One of Baltimore's most prolific developers faces two lawsuits for unpaid bills related to stalled urban renewal projects along the Middle Branch of the Patapsco River.
A lawsuit against Turner Development's principal, Patrick Turner, and a second suit against a Turner-affiliated company are pending in Baltimore Circuit Court — asserting claims totaling more than $200,000.
The suits further complicate the development of prime waterfront real estate that has been slated for renewal, by Turner and others, for much of the last decade. But Turner said the suits are being resolved and that his massive mixed-use undertaking on the Middle Branch's western shore, Westport Waterfront, is still in the cards.
"It's on track, it's just a rough track," Turner said by phone Tuesday.
Westport currently is being refinanced, he said, and he hopes that infrastructure development can begin at the southern end of the 50-acre site early next year.
"We've just been cautious going forward," Turner said, since infrastructure costs at the site will range from $30 million to $40 million. The recession severely delayed his plans, like those of developers nationwide, he said.
Turner said he is in discussions with a national homebuilder to erect townhomes at Westport and an apartment developer to build rental units. An earlier plan for an apartment building built by Landex Development LLC, based in Linthicum, fell apart when Landex withdrew from the deal.
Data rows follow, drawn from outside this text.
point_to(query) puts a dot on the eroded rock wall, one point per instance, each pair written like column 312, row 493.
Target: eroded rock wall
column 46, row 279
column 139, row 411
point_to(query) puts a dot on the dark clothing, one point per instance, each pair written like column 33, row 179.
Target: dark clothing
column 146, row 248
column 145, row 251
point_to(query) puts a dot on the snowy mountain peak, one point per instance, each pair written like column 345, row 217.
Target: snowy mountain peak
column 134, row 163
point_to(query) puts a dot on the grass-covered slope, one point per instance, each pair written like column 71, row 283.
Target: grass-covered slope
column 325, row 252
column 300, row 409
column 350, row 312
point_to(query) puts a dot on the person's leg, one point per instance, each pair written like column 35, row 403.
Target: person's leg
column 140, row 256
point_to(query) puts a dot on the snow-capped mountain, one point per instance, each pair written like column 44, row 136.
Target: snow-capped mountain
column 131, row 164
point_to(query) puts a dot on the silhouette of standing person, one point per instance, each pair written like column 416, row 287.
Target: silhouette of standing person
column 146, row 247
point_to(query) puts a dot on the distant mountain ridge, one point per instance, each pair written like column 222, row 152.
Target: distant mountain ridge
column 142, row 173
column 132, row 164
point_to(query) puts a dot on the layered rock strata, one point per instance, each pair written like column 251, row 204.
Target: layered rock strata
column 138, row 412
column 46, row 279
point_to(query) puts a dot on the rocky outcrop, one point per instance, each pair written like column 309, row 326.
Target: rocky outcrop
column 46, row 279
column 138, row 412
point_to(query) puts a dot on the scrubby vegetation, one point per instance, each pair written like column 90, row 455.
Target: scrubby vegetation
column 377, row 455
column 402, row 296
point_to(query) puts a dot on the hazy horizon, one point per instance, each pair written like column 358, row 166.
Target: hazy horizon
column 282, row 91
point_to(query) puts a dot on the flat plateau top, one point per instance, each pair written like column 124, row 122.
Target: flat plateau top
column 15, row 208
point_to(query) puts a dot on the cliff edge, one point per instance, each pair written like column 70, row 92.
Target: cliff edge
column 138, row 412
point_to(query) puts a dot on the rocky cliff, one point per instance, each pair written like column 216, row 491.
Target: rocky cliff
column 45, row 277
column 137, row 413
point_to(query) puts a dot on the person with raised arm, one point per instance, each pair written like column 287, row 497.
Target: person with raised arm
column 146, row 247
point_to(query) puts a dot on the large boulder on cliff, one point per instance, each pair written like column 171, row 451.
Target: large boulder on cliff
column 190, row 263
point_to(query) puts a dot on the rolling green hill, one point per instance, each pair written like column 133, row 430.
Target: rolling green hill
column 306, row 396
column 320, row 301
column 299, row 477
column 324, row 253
In 2010, when environmental remediation at Westport began, the cost of building Westport Waterfront was estimated at $1.2 billion and the Carlyle Group, a private equity firm, partnered with Turner to finance some of the project. Carlyle remains involved in the project, Turner said. Carlyle spokeswoman Elizabeth Gill said Monday that the firm would not comment on the project.
Westport figures prominently in the resolution of both of the lawsuits Turner is working to resolve.
In June, the Center for Aquatic Life and Conservation Inc., a division of the National Aquarium, filed suit against Turner personally, alleging that he has not repaid a $115,000 loan.
The Center loaned the money to Dickman Street Development LLC, a company Turner had an interest in, when the firm purchased a piece of land in the Spring Garden Industrial Area, on the Middle Branch's eastern shore, from the Aquarium affiliate. The nearly seven-acre site previously housed a Baltimore Public Works Department maintenance garage.
The Center alleges Turner was supposed to repay the loan by the end of 2011. By the end of May, $9,000 in interest had accumulated on the loan, according to court filings.
"Since the principal amount of the Note became due on December 30, 2011, I have had numerous communications with Patrick Turner concerning payment of the Note," said John Racanelli, the National Aquarium's CEO, in a court filing. "Despite my repeated requests for payment, Mr. Turner has not made any payments due under the Note."
Turner said that his attorney is negotiating with the Center to transfer ownership of a piece of property on Cedley Street in Westport in order to satisfy the debt. Cedley Street is one block west of the Westport Waterfront development site, along Kloman Street.
Neil Ruther, Turner's attorney, confirmed that negotiations were taking place to settle the case but he would not discuss specifics. The Aquarium's attorney on the case, Jan I. Berlage, declined to comment because the litigation is active.
In early August, another suit relating to Turner's Middle Branch developments was filed. Dixie Construction Co. Inc. alleges that one of Turner's company's, Inner Harbor West LLC, still owes roughly $100,000 for wetland construction and soil capping the company performed at Westport Waterfront.
"We do owe them," Turner acknowledged.
The company will be paid, he said, when the Westport Waterfront refinancing is complete in the next few weeks. Ruther declined to comment on this case.
Reached by phone Tuesday, Shawn Pyle, Dixie's president, said he had been told the same by Turner.